From 1917, the Ukrainian national liberation movement developed rapidly within the territory of the Russian Empire. On January 22, 1918, the Central Council of the Ukrainian People's Republic declared the independence of the Ukrainian People's Republic. The territory of Ukraine, which had been divided between empires, was unified into a single state under a unification law. In the early 1920s, the Bolsheviks seized power in Russia and the Soviet Red Army occupied the Ukrainian People's Republic. Most of Ukraine came under the Soviet Union.
At the end of the 1920s, Stalin consolidated all political power in the Soviet Union and he began forced collectivization and industrialization. In 1929, tens of thousands of agents of the State Political Administration, Communist Party cadres, and ordinary party members arrived in Ukrainian villages and forced peasants to join collective farms. In the first four months of 1930, more than 113,000 wealthy peasants were deported from Soviet Ukraine.
In February and March 1930, uprisings and armed demonstrations against the forced collectivization of farmland swept through the Ukrainian countryside. In 1930, more than 4,000 particularly large-scale protests broke out in Soviet Ukraine, involving 1.2 million peasants.

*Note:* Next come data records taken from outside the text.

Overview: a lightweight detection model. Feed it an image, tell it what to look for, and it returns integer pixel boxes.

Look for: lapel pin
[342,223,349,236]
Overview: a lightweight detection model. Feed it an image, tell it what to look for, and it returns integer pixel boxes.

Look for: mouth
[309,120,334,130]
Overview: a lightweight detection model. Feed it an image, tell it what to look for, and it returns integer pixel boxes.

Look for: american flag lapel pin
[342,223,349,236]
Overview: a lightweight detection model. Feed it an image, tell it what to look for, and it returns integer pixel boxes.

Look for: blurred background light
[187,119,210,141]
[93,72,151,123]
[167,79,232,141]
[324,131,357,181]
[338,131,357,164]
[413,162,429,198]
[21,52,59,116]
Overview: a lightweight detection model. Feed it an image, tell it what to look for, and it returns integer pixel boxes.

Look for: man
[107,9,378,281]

In 1931, collectivization began again, and it spread not only to entire villages but also to individual families. The Soviet authorities collectivized around 70% of the Ukrainian farmers on the farms. In 1931, almost all of the crops were taken from the farmers in order to secure the set harvest quota.
At the beginning of 1932, Ukrainian villages were already starving, unable to have enough grain to sow the fields, and there were deaths from starvation in Ukrainian villages. In August 1932, the infamous “Spikelet Law” was issued, and anyone who “stole” collective farm property was executed. In the first half of 1933 there was an explosion in the death rate in Ukraine. From the end of 1932 to 1933, food and livestock other than grain were forcibly confiscated from the peasants. In January and February 1933, large-scale searches were carried out in the gardens and houses of private homes, and all remaining food was confiscated. The number of victims was estimated to be between 4 and 10 million.